In other words, all that a higher hormonal response to big compound exercise means really is that those exercises are taxing enough to stimulate an immediate need for nutrients. The purpose of those elevated hormones at this point is merely to protect the body until this feed happens, and is very different to raised levels of those hormones that are long lasting and not transient.


----------



## kernowgee (Jan 30, 2011)

Jake_2792 said:


> Tribulus?


DAA and ZMA have it licked, better still lay off the porn and give the little chap a rest


----------



## BigAaronAlves (Mar 2, 2011)

a.notherguy said:


> i sometimes get a boner on squats day. honestly.
> 
> dont know if its relevant or not tho


My dick shrivels up bro, all the blood goes to my quadriceps. What you doing in the gym? ****ing!!!!!! LOL


----------



## Meanmuscle (Jun 29, 2011)

Anyone tried Tribulus?


----------



## MMAallday (Oct 17, 2011)

Is there anyone whos tried Tribulus as lots say its not worth the bother but i need that extra kick!


----------



## Driven Sports (Jul 15, 2011)

Mars said:


> There is still debate on weather strength training increases testosterone levels, some studies say yes (Marin et al) but levels return to normal baseline within 10-20mins and some studies that say there is no increase (Wheeler et al) so basically the jury is out.
> 
> I will try and find these but it may take some time.

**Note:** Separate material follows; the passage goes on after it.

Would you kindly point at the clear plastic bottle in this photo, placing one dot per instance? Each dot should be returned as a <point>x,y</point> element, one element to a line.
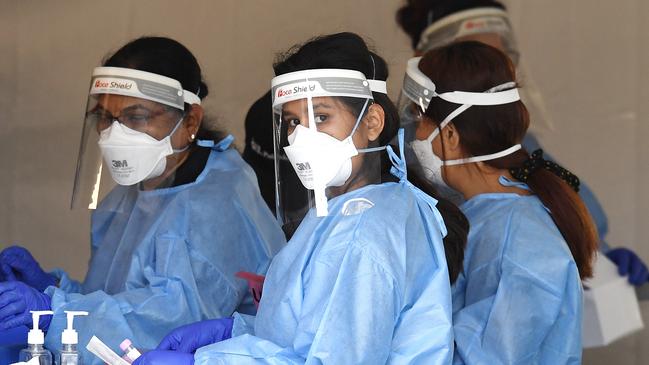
<point>35,341</point>
<point>69,339</point>
<point>130,352</point>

The testosterone response seems to be more significant when the participants used in the study are untrained. When you use experienced resistance-trained athletes the effect is essentially not there (http://www.ncbi.nlm.nih.gov/pubmed/18832756).

Some of this is discussed in these articles:

Part one: http://www.getds.com/20110509228/Blog/the-steroid-machinery-of-muscles-part-one

Part two: http://www.getds.com/20110510229/Blog/the-steroid-machinery-of-muscles-part-two


----------



## Driven Sports (Jul 15, 2011)

hardgaining said:


> Is there anyone whos tried Tribulus as lots say its not worth the bother but i need that extra kick!


It may give your libido a kick, but tribulus fails to show any consistent effect on actual testosterone levels in humans.


----------